その遺言、国際私法上実現できそうですか?遺言事項(内容)の基本的な注意点

国際相続

 先回のブログでは遺言の形式の有効性について記載しました。今回は、国際私法上において、その遺言の実現性を考える(遺言を作成する)ときに着眼する遺言事項(内容)の基本的な考え方についてまとめました。

具体的には①被相続人の国籍と照らし合わせて準拠法がどの国に該当するか、②その準拠法には不動産、動産についてどのように規定されているか、の2点です。

法の適用に関する通則法第36条には、

「第三十六条 相続は、被相続人の本国法による」

同法41条には

「当事者の本国法によるべき場合において、その国の法に従えば日本法によるべきときは、日本法による」

と規定されています。

つまり、同法によると、被相続人が外国籍の方の相続が発生した場合、その方の国籍の本国法が適用されるはずです。ところが、同人が日本で死亡した場合で、当該国の準拠法に「被相続人の死亡した国による」と定められていた場合は、結局日本の法律によることになります。これを反致と言います。

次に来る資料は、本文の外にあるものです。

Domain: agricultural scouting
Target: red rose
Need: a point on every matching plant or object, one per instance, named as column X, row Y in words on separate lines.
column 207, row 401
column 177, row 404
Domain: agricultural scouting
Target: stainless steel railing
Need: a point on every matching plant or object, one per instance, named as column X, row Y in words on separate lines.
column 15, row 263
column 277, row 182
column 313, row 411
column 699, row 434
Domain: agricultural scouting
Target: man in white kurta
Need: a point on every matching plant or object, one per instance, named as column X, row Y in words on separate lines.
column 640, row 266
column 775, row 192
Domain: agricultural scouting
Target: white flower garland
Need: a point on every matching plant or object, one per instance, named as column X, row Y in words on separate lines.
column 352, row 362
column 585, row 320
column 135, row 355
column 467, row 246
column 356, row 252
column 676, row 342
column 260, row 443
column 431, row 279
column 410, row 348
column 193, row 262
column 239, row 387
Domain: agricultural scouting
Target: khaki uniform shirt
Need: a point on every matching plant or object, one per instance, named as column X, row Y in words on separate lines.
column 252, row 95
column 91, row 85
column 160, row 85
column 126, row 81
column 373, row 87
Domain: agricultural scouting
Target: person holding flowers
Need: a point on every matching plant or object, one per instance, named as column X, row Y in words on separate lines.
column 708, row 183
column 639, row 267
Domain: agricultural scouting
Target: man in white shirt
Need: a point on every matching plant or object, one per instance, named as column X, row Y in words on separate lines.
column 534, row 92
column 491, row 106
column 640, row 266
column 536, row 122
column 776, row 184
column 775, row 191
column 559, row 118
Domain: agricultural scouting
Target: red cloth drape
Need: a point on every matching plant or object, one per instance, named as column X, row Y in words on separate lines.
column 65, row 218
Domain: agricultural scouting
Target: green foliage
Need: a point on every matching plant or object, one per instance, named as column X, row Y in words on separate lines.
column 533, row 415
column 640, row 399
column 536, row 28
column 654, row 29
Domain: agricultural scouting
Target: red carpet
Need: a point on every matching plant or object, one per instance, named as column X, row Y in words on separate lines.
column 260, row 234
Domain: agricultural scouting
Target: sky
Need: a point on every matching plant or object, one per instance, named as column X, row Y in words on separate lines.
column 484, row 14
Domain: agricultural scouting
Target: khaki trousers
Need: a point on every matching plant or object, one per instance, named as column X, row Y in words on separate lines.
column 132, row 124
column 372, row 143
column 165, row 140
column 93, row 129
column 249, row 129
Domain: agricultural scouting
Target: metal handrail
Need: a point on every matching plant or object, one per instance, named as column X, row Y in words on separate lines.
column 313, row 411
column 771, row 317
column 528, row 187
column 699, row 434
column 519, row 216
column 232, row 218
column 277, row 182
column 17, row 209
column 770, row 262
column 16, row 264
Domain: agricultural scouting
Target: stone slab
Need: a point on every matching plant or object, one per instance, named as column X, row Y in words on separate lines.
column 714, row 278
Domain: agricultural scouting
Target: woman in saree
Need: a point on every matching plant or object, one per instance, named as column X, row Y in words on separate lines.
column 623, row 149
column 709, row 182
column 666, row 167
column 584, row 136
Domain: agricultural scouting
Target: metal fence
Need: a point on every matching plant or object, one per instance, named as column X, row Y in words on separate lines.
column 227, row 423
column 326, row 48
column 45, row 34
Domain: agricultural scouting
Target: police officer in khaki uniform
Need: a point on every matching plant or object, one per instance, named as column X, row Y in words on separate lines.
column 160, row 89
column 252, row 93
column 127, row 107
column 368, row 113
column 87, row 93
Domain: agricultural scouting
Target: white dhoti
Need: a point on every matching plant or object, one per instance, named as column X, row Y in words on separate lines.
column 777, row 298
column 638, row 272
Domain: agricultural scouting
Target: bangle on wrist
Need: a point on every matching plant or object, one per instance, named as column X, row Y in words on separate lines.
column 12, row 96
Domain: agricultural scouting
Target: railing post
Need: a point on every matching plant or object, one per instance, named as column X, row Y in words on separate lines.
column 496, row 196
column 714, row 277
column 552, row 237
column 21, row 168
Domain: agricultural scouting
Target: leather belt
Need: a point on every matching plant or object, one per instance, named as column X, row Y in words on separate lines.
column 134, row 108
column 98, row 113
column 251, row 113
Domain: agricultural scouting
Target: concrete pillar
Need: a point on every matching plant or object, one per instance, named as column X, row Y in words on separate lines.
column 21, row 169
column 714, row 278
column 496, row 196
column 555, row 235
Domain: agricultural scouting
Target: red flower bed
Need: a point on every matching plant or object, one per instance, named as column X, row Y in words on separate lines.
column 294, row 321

 また、相続財産によって、準拠法を区別している国の場合、たとえば「不動産は不動産の所在地よる」「動産は被相続人の死亡時の所在地による」と規定されていた場合で、その他の要件を考える必要がない場合は、相続物件ごとによるべき準拠法の国が異なることになります。

なお、被相続人が二以上の国籍を有する場合や国籍を有しない場合、個別の事案によってもよるべき準拠法が異なってきますので、外国に資産がある場合や外国籍の方の遺言作成をお考えの方は、実際に遺言を作成する前に相続や国際業務の専門家にご相談されることをお勧めします。